What about the likelihood of callback set to something other than nullptr. I guess that if callback is most likely nullptr, then it is faster with the additional branch, right?

That would depend on the ratio and also on the hardware (whether a branch is faster or not compared to a indirect function call; which also depends on the ratio).


Just to make you aware of how subtle things are: let's assume you are talking about modern x86_64 desktop processors with the call not being inlined and with a likelihood of 99% of the time being nullptr. People told you to measure.

So you did and, in this case, let's assume you found out the branch seems faster. Great! So we should start using branches everywhere, right?

Not really, because your branch predictor will have likely made the code effectively free (branch never taken), which means you were not even comparing branches vs. indirect calls at all.

0
Xirema On

You have to test the code and find out

There's simply no way to know for certain whether this code is faster or slower without testing it—and the results of that test might not be applicable to your specific application or environment, even if the test has the same compiler and target as your build.

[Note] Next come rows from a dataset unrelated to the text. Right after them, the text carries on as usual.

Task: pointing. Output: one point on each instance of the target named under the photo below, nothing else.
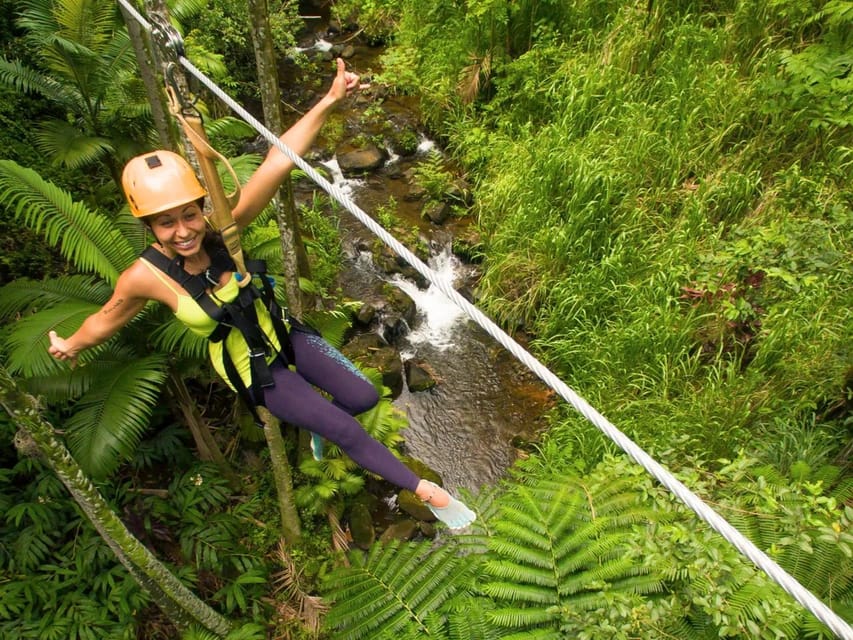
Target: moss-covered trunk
(36, 437)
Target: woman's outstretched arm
(264, 183)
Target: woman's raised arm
(264, 183)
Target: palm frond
(68, 146)
(229, 127)
(86, 238)
(111, 417)
(333, 325)
(184, 10)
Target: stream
(466, 427)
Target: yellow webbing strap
(221, 203)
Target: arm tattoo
(114, 306)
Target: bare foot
(433, 494)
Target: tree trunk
(205, 443)
(290, 525)
(166, 133)
(36, 437)
(292, 248)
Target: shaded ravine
(466, 427)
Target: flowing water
(465, 427)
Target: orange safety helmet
(158, 181)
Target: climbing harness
(240, 315)
(790, 584)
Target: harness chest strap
(241, 314)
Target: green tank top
(191, 315)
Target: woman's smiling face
(180, 230)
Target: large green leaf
(112, 416)
(27, 342)
(86, 238)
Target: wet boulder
(402, 530)
(360, 161)
(437, 212)
(419, 376)
(361, 526)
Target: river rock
(409, 503)
(419, 376)
(403, 530)
(437, 212)
(460, 191)
(360, 161)
(361, 526)
(384, 359)
(365, 314)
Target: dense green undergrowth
(665, 198)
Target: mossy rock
(407, 501)
(361, 525)
(403, 530)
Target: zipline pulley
(170, 48)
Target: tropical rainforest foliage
(664, 198)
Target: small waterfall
(438, 314)
(462, 428)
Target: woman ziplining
(188, 270)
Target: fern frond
(27, 341)
(559, 544)
(68, 146)
(24, 294)
(27, 80)
(396, 590)
(111, 417)
(86, 238)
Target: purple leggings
(295, 401)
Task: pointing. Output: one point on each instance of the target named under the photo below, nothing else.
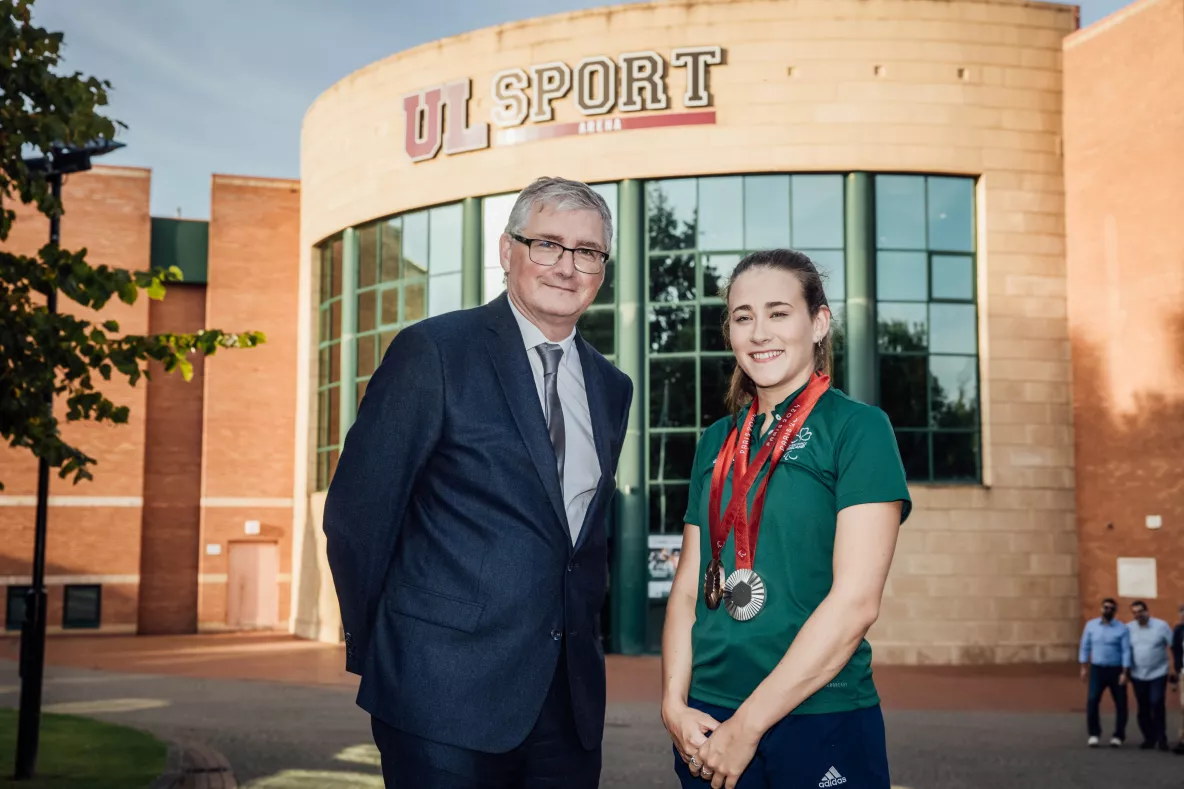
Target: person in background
(1151, 667)
(1177, 667)
(1105, 658)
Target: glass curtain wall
(407, 268)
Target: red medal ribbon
(737, 447)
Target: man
(1151, 661)
(1105, 656)
(465, 520)
(1178, 667)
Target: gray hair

Compilers are very good at optimizing code, especially with respect to behavior that is semi-predictable, and CPUs are often built with Branch Prediction or other similar technologies that reduce the costs of having to branch code. So the answer depends pretty exclusively on the specific use-case of your code, the target device for your code, and the conditions under which it's operating.

0
Nicol Bolas On

None of these questions can be answer a priori. They will depend on a myriad of factors, including but not limited to, the specifics of the hardware, the specifics of the cache at the time of the call, the various code around such a call which may hide any latencies introduced, the quality of the compiler's inlining/devirtualization power (which again, depends on the specific details of all the code) and so forth.

Micro-optimizations of this sort should only be attempted when you have the exact code you intend to optimize, as well as certain knowledge that the code in question is a performance problem worthy of such optimization.